CHAIR HUGGINS called on Ms. Thompson as the DNR representative.
MS. THOMPSON deferred to Ms. Houle to talk about the technical
work, which was done by PetroTel.
MS. HOULE responded that Jack Hartz, the DNR reservoir engineer
who worked with PetroTel on its study, was out of state. She
suggested that she get back to the committee and have Mr. Hartz
answer any questions.
CHAIR HUGGINS indicated he would let AOGCC and DNR work out any
differences about proprietary information.
2:10:57 PM
CHAIR HUGGINS asked Ms. Thompson whether anything except the
legal proceeding keeps ExxonMobil and PetroTel from conferring
about the $700,000 worth of reservoir information. He gave his
understanding from yesterday that ExxonMobil disagrees with
PetroTel's conclusion to some degree and wants to confer,
thinking PetroTel might agree with its findings in such a case.
MS. THOMPSON replied she couldn't answer without understanding
the scope of the confidentiality agreement. For instance, she
didn't know whether ExxonMobil was the only party that gave DNR
and AOGCC the data protected by this agreement. Thus she didn't
know whether it was okay for them to confer, since other
parties' interests might be compromised by such a discussion.
CHAIR HUGGINS encouraged facilitating communications about this
key piece of topography when it comes to oil and gas, suggesting
it would benefit Alaskans.
2:12:44 PM
MS. THOMPSON concurred. Responding to comments yesterday by
Chevron and ExxonMobil about how DNR wouldn't speak to them
about the handling of this reservoir, she explained that
discussions with Commissioner Irwin during the pendency of the
remand proceeding were not appropriate. When that was going on,
DNR was under an order from Judge Gleason to consider a specific
legal question; Commissioner Irwin was directed to adjudicate
that question and so acted in the role of a judge. Just as
someone cannot negotiate with a judge when there is ongoing
litigation, it wouldn't have been appropriate for the parties,
individually or as a group, to negotiate with him.
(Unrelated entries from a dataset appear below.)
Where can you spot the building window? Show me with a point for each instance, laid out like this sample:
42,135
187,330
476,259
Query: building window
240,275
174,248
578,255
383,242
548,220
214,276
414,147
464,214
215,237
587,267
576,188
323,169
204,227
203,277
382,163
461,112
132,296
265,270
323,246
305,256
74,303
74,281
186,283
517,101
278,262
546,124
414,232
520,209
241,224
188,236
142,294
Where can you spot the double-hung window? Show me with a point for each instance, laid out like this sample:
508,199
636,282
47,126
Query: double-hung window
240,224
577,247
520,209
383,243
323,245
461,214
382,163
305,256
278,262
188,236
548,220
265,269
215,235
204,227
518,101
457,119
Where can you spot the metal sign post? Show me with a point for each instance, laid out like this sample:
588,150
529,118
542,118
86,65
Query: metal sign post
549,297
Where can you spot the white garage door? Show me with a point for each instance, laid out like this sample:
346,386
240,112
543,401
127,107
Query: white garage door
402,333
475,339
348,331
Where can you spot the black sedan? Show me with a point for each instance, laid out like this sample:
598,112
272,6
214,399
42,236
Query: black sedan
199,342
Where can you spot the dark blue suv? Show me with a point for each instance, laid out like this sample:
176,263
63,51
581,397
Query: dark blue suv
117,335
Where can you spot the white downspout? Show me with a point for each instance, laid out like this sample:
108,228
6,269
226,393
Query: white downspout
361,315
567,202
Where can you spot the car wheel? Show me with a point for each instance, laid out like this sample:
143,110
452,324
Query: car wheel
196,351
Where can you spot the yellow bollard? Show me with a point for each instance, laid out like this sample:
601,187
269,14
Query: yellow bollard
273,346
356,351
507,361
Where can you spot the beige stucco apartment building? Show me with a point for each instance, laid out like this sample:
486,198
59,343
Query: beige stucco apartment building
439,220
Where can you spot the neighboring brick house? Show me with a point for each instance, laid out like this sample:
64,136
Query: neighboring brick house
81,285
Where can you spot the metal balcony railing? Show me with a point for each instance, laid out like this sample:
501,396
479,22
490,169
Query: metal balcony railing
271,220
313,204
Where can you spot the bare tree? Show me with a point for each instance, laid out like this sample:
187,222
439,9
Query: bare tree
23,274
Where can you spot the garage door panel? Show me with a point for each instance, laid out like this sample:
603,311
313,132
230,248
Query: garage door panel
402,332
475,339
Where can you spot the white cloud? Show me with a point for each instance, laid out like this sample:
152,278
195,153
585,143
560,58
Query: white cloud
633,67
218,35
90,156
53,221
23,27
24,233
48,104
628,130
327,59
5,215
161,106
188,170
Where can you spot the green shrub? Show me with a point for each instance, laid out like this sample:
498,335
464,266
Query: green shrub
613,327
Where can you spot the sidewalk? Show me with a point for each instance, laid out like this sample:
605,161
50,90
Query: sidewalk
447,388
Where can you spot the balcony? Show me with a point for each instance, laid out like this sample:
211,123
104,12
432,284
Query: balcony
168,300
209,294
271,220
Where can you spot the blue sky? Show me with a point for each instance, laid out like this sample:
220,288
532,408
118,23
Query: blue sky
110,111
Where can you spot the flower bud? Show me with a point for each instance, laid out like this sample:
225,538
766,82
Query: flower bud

MS. THOMPSON said there has been extensive negotiation over the
history of the unit. When the 22nd POD was reconsidered
repeatedly by the department, for instance, negotiations
extended over a couple of years about what the acceptable POD
would be. The final plan wasn't consistent with that, and the
decision was made to terminate the unit. Thus DNR was put in a
litigation posture by the parties that appealed. So it's not
that DNR is averse to negotiating. When the time is ripe, when
the case is no longer before DNR as an adjudicator, those
discussions may again be appropriate.
2:14:16 PM
CHAIR HUGGINS suggested having Mr. Zager of Chevron address one
of his bullet points about discussions with DNR. First,
however, he invited Mr. Haymes of ExxonMobil to respond to
Dr. Chopra's testimony.
MR. HAYMES read from the last bullet point on Dr. Chopra's first
slide, which said:
- Conclusion: The type and amount of reservoir data
is sufficient to develop a Full Field Plan of
Development for oil and gas development at the Point
Thomson Field.
MR. HAYMES responded that it depends on the POD. For gas sales
development, it is correct that there is enough information to
move into that with relatively low risk; when straws are put
into that high-pressure reservoir, regardless of the
discontinuity, baffles, or quality differences, it will drain
the gas. The gas is extremely mobile, and with that high
pressure, it will eventually migrate to the wells.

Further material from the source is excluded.